Les trois figurines ci-après reflètent trois aspects différents du vestiaire masculin d’intérieur:pyjamas

On trouve premièrement la robe de chambre dont le peignoir est une version modernisée en tissus éponge. La robe de chambre est une grande étoffe, souvent à col châle que l’on noue par la taille, sans boutons. Dessous, on porte un pyjama.

Deuxièmement donc, le pyjama, réalisé en coton ou en soie, plus douce. Présenté sous la forme d’un ensemble de deux pièces, il est constitué d’un haut, une chemise, et d’un bas, le pantalon. La chemise se boutonne généralement avec quatre ou cinq gros boutons de nacre.
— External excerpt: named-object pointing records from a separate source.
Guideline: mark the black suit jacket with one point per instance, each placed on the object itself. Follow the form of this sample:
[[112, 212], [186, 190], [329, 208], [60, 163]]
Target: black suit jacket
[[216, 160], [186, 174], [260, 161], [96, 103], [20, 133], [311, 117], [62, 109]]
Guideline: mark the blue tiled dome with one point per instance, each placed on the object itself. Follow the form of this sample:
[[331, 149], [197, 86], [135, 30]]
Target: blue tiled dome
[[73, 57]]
Enfin, la veste d’intérieur. Cet accessoire masculin a pour le coup complètement disparu mais avait un chic inouï! Exclusivement confectionnée avec un col châle, elle était le plus souvent en velours ras, avec un intérieur en soie ou satin, dès fois matelassé, ou en laine fine, plus chaude. Les revers exposent l’intérieur et ses motifs cachemires ou géométrals. Également, la veste d’intérieur arbore souvent des fermoirs à brandebourgs, tresses enroulées en forme de branches de ciseaux. Elle est quelque fois gansée d’un cordonnet rappelant les brandebourgs.
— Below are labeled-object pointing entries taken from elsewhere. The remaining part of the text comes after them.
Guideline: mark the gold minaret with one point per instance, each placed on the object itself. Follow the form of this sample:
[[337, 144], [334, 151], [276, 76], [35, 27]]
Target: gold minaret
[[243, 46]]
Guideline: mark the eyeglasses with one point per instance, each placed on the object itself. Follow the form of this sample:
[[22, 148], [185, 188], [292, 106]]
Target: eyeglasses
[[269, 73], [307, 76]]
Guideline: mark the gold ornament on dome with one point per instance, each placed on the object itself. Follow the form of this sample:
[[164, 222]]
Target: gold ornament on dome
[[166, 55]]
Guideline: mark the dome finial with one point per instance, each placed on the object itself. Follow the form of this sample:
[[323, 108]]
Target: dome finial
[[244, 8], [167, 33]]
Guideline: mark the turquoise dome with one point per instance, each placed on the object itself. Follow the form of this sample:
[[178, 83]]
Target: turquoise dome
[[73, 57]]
Pour ce qui est des occasions, sachez que la veste d’intérieur se porte après le retour du travail, pour l’apéritif et le diner, sauf si l’on reçoit, auquel cas, le smoking (dining jacket) est de rigueur. Après le diner et les ablutions, et dans l’intimité domestique, le gentleman enfile un pyjama qu’il recouvre d’une robe de chambre pour la fin de soirée. Une fois dans la chambre conjugal, il peut laisser tomber la robe de chambre.
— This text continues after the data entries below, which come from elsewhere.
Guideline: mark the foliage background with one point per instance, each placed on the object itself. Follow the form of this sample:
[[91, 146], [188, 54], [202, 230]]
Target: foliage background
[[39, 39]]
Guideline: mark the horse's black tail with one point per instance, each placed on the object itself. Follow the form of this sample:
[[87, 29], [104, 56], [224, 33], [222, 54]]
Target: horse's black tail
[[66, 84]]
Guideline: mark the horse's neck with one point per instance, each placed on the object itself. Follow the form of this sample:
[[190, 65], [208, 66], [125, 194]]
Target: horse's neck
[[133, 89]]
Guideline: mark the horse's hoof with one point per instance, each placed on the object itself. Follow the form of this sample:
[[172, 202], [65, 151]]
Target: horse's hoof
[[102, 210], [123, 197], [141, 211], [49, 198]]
Avec ces vêtements, il est de bon ton de porter des slippers en velours, à initiales ou pas, c’est selon votre goût pour le sur-joué ^^

Vous trouverez une large collection de pyjamas chez Derek Rose, célébre maison britannique dédiée aux vêtements de nuit. Pour ce qui est des vestes d’intérieur, une seule maison maintement, sur Jermyn street: Favourbrook, une institution! Enfin, la plus importante collection de slippers personalisables se trouve chez Shipton & Heanage. J’espère vous avoir été utile!